Motif is similar to the now-defunct platform Hedgeable, Spitzner says. It demonstrated what’s possible in terms of online investing, but ultimately “run out of runway as other more established providers co-opt similar capabilities.”
With high costs, intense competition and fee compression, it’s “very hard to turn a profit in these more commoditized arenas,” the consultant explained.
“What we’re seeing is firms that have multiple revenue levers to pull (e.g., asset management, securities lending, cash, etc.) are able to deliver technology at no or low costs and put extreme pressure on one-trick ponies,” Spitzner said.
Good Fintech News
According to Fritz, there is “hope” for fintech firms focused on planning and on environmental, social and governance or impact investing.

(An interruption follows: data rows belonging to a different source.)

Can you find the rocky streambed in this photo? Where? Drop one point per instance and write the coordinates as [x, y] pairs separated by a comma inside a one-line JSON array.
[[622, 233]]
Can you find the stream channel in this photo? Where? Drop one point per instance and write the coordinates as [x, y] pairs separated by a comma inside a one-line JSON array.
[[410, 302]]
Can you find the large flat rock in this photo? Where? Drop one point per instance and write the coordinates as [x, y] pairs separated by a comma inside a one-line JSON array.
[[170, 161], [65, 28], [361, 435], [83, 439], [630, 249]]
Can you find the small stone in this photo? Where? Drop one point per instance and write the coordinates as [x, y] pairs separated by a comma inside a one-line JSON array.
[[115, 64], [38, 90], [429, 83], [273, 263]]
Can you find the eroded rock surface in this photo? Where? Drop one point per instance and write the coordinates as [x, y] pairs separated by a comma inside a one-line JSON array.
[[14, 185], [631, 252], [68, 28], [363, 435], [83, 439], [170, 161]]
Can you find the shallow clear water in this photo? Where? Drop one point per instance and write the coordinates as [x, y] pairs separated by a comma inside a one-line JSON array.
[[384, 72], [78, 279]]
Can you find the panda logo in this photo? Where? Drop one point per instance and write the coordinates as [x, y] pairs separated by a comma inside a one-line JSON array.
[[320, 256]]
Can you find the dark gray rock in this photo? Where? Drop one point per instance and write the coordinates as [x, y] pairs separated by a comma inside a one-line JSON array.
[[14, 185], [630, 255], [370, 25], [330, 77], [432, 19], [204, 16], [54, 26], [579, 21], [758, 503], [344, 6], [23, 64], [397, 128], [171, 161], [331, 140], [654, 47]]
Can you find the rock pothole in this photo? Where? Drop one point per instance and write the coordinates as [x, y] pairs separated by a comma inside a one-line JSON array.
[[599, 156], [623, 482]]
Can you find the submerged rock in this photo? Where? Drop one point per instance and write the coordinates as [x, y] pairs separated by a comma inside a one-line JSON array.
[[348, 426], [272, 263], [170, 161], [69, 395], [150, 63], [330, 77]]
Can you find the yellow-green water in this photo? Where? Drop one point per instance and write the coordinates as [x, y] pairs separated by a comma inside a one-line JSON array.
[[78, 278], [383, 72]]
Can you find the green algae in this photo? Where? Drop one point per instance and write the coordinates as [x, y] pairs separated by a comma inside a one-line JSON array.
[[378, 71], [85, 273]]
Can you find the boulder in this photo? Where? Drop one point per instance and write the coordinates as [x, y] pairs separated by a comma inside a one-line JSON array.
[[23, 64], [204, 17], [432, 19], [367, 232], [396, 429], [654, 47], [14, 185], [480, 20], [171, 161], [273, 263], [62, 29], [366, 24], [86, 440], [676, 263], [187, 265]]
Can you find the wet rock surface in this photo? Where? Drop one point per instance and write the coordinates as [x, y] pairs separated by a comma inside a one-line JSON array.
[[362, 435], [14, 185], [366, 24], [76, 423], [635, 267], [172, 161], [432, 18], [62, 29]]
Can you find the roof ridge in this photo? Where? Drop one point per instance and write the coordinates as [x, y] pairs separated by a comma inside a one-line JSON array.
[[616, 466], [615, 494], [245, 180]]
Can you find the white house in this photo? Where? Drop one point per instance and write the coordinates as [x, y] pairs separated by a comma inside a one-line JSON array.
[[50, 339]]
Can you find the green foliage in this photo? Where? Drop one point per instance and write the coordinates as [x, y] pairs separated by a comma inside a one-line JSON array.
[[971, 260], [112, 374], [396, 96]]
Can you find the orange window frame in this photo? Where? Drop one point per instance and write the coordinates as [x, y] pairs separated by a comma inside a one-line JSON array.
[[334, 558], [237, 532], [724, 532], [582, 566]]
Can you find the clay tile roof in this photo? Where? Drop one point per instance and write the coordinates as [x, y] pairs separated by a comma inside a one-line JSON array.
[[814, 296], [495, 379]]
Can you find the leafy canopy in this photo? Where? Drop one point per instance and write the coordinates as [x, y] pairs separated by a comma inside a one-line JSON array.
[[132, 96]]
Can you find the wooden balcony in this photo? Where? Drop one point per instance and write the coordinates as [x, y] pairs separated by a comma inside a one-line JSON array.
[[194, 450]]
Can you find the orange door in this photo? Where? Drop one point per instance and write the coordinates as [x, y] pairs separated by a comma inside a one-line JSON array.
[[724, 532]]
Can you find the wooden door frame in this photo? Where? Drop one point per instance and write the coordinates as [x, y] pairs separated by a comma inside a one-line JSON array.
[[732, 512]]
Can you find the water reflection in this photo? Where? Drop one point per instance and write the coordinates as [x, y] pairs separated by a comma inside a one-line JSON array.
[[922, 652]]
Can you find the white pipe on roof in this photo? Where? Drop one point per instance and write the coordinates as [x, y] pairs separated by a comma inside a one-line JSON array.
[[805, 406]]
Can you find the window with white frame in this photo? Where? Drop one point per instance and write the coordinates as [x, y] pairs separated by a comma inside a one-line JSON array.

“During periods like this, anything we can bring to a client that covers more than just performance data (aka ‘bad news’) helps clients understand where they are, what’s important and how the market news really impacts them,” he said.
More broadly, Motif’s closure and expected shutdown of more fintech players this year doesn’t “spell disaster for innovation,” Fritz explains. “They’ll just recast the spotlight onto firms that are both innovative and have a solid business model that can weather downturns like this.”
Plus, there’s “a growing number of robust B2B [digital] solutions,” which more advisors are using … to free themselves up to focus on advice and planning rather than investment management and trading,” Spitzner said.
In other words, he explained, advisors can rely more on technology, so more of their time can be spent on coaching client behavior and delivering “hyperpersonalized advice,” he added.
As for the future of Motif’s founder, “Hardeep [Walia]’s such a smart, creative thinker. I won’t be surprised to see what his next great iteration is,” said April Rudin, president of The Rudin Group, a global marketing firm.